Aunque la cifra de 200 millones de dólares anunciada por el Ministerio de Agricultura como pérdidas directas a consecuencia de la reciente agresión tiene, en efecto, un enorme valor financiero, la política de castigo colectivo aplicada por las autoridades israelíes a los residentes de Gaza es, en realidad, la más devastadora.

Tras el fin de la última agresión, la ocupación israelí impidió la exportación a través del paso fronterizo de Karim Abu Salim durante más de 111 días, privando así a los ciudadanos de la promoción de muebles y ropa para el hogar, así como de la exportación de sus productos agrícolas, que constituyen el 90% de las exportaciones de la Franja de Gaza.

En definitiva, el bloqueo de Israel sobre la Franja de Gaza ha agravado la crisis económica y humanitaria del enclave y ha creado innumerables problemas. La tasa de desempleo, según las estadísticas oficiales, ha alcanzado el 67%, mientras que la tasa de pobreza ha superado el 70%. La inseguridad alimentaria ha alcanzado al 68,2% de la población total, según informes de Naciones Unidas.

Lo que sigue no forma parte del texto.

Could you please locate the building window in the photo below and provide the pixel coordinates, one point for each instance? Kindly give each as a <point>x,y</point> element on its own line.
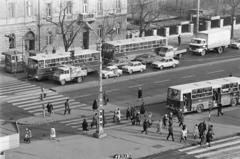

El sufrimiento continuado de los palestinos de esta manera obliga a la comunidad internacional a desempeñar el papel que le corresponde, a actuar con urgencia y eficacia, para detener la escalada de violaciones israelíes contra el pueblo palestino. Es necesaria una acción inmediata e incondicional para poner fin al opresivo asedio, ya que constituye una forma de castigo colectivo a la población civil y no hace más que agravar la crisis económica y humanitaria de Gaza.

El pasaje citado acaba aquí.